You can also let the kids help in this area. We’ve even had our kids help choose the hikes. We like to make a list of hikes with a little bit of information and then let them help choose from the list. Sometimes we give them two options and we vote on the one we want to do. This has helped our kids have more of a desire to hit the trail.
8. Be flexible
There have been many times when we had to turn around from crying kids, or we took twice as long to do a hike which affected other plans for the day. We have learned to be flexible. And just because it didn’t go as planned, didn’t mean that it was a failure. You took your kids out into nature and gave it your best shot. It’s okay if you had to sit on the side of the trail for 30 minutes taking a rest. Next time will be better. So be flexible about your expectations.
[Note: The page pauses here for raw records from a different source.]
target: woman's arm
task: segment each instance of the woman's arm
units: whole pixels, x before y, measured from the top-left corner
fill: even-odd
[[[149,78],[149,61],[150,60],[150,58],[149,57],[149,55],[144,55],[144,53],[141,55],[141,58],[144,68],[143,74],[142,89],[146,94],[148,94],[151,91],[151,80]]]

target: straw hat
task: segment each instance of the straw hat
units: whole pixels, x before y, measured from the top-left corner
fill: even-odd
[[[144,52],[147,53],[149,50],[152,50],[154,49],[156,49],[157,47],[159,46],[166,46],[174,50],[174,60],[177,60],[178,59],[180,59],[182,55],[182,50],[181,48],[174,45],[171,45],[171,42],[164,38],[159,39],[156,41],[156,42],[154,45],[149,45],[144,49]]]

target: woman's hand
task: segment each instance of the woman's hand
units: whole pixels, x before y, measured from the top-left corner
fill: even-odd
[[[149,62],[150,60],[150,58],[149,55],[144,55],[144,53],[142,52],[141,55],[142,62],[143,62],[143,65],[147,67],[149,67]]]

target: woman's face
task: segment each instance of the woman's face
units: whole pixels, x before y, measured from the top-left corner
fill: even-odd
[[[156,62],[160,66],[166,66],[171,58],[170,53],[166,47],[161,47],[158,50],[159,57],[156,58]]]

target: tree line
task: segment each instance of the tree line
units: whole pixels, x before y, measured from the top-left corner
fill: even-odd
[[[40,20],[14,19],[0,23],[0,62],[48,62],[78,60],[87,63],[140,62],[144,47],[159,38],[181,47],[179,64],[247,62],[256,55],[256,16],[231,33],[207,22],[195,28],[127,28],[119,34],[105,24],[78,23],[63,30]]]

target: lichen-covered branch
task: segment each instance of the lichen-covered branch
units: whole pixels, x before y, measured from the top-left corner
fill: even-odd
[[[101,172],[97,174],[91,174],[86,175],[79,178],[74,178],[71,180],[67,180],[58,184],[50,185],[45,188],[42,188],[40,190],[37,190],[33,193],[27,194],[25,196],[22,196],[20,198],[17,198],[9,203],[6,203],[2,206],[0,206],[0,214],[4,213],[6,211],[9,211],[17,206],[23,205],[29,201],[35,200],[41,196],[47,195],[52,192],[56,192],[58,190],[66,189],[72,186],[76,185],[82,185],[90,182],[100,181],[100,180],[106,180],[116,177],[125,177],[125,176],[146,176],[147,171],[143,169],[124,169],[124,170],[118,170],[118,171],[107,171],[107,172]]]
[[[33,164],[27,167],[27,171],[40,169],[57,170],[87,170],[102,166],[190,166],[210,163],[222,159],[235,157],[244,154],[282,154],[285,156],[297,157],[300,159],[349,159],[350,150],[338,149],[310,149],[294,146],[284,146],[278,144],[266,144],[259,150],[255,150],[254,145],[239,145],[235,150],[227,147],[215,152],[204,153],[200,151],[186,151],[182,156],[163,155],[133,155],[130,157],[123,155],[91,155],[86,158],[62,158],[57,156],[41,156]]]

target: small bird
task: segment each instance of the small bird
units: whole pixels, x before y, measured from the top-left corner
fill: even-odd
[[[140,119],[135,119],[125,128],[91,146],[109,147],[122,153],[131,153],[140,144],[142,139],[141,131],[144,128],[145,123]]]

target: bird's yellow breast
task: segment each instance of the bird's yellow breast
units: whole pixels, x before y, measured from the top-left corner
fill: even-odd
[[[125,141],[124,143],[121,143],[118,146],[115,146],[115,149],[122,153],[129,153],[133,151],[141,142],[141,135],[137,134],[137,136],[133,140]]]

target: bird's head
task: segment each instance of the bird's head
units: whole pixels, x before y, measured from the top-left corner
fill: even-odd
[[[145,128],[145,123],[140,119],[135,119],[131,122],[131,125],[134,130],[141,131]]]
9. Enjoy the nature around you
Don’t get so absorbed in making it to the end that you miss the butterflies and flowers along the trail. Let your kids explore the world they are hiking through, even if it means stopping for a few minutes. We love to look at the birds, plants, and animals on the trail. This often leads to great science discussions, too. The kids will naturally notice more than you, so make sure to stop and look at the things they point out.
10. Have Fun!
This one is for mom! Sometimes I get so worried about snacks and water, and is everyone wearing shoes, that I forget to enjoy what we are doing. And when mom is in a bad mood, then the hike is no fun. So I have had to work on just relaxing and realizing that even if they kids get dirty or it takes twice as long as we planned, it’s all worth it in the end because we were together as a family, and we were outside exploring nature. Remember to have fun and enjoy the time hiking.
Do you have any great tips you would add to this list? Let us know in the comments section.